One of the things in deco modeling which I believe can have a major impact on DCS avoidance are highlighted in the studies done which revealed huge differences in DCS rates when the descent and bottom time are cold and the ascent and decompression are warm versus being warm during descent and bottom time and cold during ascent and decompression. Temperature plays such a major role in gas activity it cannot be overlooked.
I remember reading a story from a Finnish diver who was bent like a pretzel and hardly survived after having his drysuit flooded during a dive in one of the flooded mines in Finland. I'll be darned if I can find the link, but IIRC he did his required deco, but since he was freezing his arse off during deco he didn't offgas properly and nearly lost his life
 
Oh come on. Spencer's M values were incorporated into DSAT/PADI RDP and have become among the most utilized computer and table algorithms. These have proven to be safe and effective. I have 1150 dives on DSAT, so far, so good.
between PADI and Pelagic (Oceanic et all computers) DSAT is the most well real world tested for recreational diving. However I don't know of many that would choose it for technical diving
I remember reading a story from a Finnish diver who was bent like a pretzel and hardly survived after having his drysuit flooded during a dive in one of the flooded mines in Finland. I'll be darned if I can find the link, but IIRC he did his required deco, but since he was freezing his arse off during deco he didn't offgas properly and nearly lost his life
Interesting you bring up thermals in this discussion, DCIEM tables were extensively tested with extreme cold exposure... using VGE as as primary indicator.
 
...discover what and where VGE really come from, why there is such a huge variance.

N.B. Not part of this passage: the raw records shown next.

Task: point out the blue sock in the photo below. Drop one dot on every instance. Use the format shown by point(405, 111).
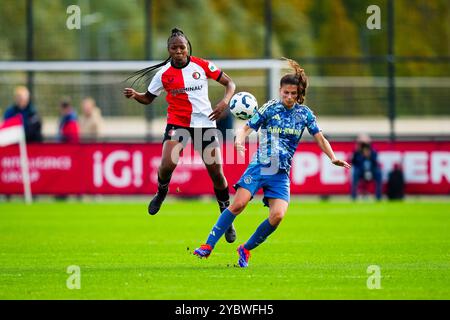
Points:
point(260, 235)
point(223, 223)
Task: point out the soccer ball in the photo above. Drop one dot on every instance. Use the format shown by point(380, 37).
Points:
point(243, 105)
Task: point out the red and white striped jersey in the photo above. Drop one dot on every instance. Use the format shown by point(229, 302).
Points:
point(187, 92)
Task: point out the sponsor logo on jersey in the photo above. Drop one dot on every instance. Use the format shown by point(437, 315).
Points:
point(212, 67)
point(172, 132)
point(174, 92)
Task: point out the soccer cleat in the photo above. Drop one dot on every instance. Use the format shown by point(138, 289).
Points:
point(158, 199)
point(230, 234)
point(244, 255)
point(204, 251)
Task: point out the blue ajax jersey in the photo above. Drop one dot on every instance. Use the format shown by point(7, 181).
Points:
point(281, 131)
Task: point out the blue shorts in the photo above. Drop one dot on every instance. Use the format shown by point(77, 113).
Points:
point(275, 186)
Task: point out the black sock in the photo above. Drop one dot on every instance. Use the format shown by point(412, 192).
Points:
point(223, 198)
point(163, 185)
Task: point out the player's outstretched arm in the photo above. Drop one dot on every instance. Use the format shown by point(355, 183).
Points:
point(326, 148)
point(144, 98)
point(239, 143)
point(221, 106)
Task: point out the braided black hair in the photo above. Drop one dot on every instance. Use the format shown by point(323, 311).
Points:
point(148, 72)
point(298, 78)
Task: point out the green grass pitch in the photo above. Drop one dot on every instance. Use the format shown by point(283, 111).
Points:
point(322, 250)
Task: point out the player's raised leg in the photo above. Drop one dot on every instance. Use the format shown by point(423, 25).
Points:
point(277, 210)
point(243, 196)
point(170, 156)
point(213, 163)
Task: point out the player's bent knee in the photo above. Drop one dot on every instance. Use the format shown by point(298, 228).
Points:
point(237, 207)
point(276, 218)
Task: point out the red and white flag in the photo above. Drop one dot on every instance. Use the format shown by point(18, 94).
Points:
point(11, 131)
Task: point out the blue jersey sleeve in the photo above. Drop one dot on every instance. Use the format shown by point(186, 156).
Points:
point(311, 124)
point(256, 121)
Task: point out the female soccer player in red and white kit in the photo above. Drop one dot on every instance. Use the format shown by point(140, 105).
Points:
point(189, 115)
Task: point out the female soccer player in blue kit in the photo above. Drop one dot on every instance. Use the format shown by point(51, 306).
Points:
point(282, 123)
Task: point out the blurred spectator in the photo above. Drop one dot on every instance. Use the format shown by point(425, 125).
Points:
point(31, 120)
point(396, 183)
point(90, 120)
point(365, 168)
point(68, 126)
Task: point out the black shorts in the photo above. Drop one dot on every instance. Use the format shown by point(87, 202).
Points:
point(204, 137)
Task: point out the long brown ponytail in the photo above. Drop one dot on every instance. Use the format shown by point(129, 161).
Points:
point(298, 78)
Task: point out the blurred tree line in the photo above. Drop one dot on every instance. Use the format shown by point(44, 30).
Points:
point(311, 31)
point(114, 30)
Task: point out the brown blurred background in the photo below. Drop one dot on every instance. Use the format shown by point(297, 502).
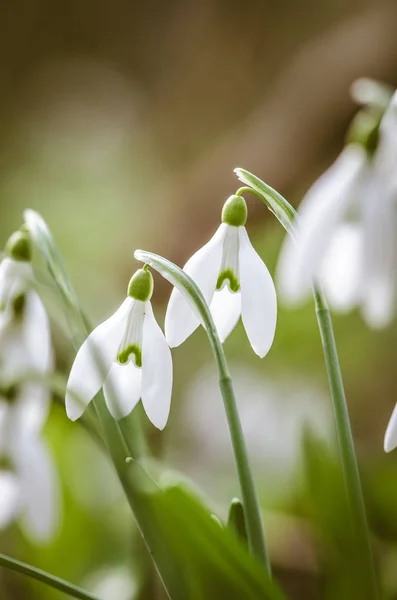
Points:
point(121, 122)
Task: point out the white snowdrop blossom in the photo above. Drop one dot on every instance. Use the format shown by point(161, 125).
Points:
point(29, 488)
point(234, 281)
point(346, 237)
point(129, 357)
point(28, 481)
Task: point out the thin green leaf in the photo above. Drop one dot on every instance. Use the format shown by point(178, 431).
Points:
point(206, 558)
point(46, 578)
point(278, 205)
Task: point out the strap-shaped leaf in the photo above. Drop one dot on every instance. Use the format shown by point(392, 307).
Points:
point(275, 202)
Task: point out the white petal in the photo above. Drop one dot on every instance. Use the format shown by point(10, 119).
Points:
point(122, 389)
point(93, 361)
point(320, 212)
point(341, 270)
point(258, 298)
point(156, 371)
point(391, 432)
point(226, 311)
point(9, 498)
point(380, 257)
point(39, 489)
point(203, 267)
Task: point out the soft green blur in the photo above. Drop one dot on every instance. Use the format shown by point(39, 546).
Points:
point(121, 124)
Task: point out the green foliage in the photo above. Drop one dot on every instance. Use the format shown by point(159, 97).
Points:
point(209, 561)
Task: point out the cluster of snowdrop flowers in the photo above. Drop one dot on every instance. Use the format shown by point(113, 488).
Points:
point(128, 355)
point(28, 480)
point(346, 237)
point(346, 233)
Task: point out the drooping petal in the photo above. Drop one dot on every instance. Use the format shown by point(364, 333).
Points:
point(258, 298)
point(39, 490)
point(226, 311)
point(391, 432)
point(203, 267)
point(9, 498)
point(341, 270)
point(93, 361)
point(122, 389)
point(156, 371)
point(380, 256)
point(320, 212)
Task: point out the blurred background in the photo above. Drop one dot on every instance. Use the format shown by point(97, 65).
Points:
point(121, 122)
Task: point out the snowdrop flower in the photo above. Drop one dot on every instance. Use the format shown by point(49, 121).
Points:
point(346, 238)
point(25, 336)
point(234, 281)
point(129, 357)
point(28, 483)
point(29, 489)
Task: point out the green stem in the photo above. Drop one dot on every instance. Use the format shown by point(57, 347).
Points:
point(255, 529)
point(47, 578)
point(288, 218)
point(180, 279)
point(346, 445)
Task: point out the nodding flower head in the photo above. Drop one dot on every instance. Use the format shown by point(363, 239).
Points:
point(234, 281)
point(128, 356)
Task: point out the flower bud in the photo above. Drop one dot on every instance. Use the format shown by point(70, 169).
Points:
point(364, 130)
point(234, 211)
point(19, 246)
point(141, 285)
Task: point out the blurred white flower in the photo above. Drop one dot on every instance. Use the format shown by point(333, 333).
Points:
point(28, 482)
point(274, 415)
point(129, 357)
point(346, 237)
point(234, 281)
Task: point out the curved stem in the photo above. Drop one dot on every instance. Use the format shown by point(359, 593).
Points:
point(288, 218)
point(255, 529)
point(46, 578)
point(346, 445)
point(186, 285)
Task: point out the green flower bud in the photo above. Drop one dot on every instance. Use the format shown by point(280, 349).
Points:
point(234, 211)
point(364, 130)
point(19, 246)
point(141, 285)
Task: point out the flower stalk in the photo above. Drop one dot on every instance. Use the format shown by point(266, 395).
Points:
point(186, 285)
point(351, 473)
point(287, 216)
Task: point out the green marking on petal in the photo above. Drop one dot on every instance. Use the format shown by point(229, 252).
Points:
point(18, 304)
point(8, 393)
point(124, 356)
point(229, 277)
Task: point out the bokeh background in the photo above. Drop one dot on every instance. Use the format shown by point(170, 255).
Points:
point(121, 122)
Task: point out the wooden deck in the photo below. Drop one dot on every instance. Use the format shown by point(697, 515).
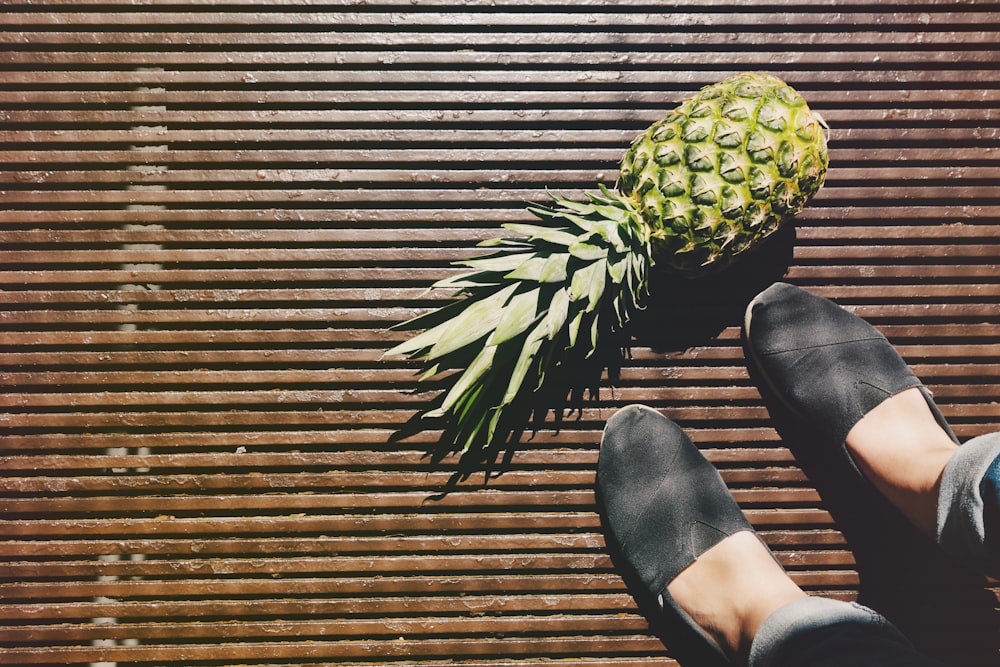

Ross, for goodness sake please try to get your head around this. We know that VGE must inevitably be a reflection of the supersaturation state (and likelihood of bubble formation) in tissues that blood passes through. We knew this before the recent study and that recent study starkly demonstrates it in a practical way. Who cares whether that supersaturation state causes VGE to originate from micronuclei in the blood, in crevices on endothelium, or rupture from the tissues in the blood. WHO CARES???

99.95% of have no issues with VGE.... there is no crisis to be solved...

So remediable hazards aren't worth addressing just because they don't cause a problem all the time?? It is enough to know that VGE are almost certainly vectors of the most devastating forms of DCS. Who cares if those forms of the disease are relatively uncommon. If practicable decompression protocol adjustment / choice can reduce the numbers of these vectors, why would we not make that choice.???

Its 2016, and we know not much more about VGE than Spencer did in 1975 when he first discovered them.

Absolutely wrong. We know a lot more about their role in DCS. Every one of those studies I cited above was published between 1975 and 2016.

Simon M
 
Well, Ross certainly knows how to dig a hole deeper and deeper.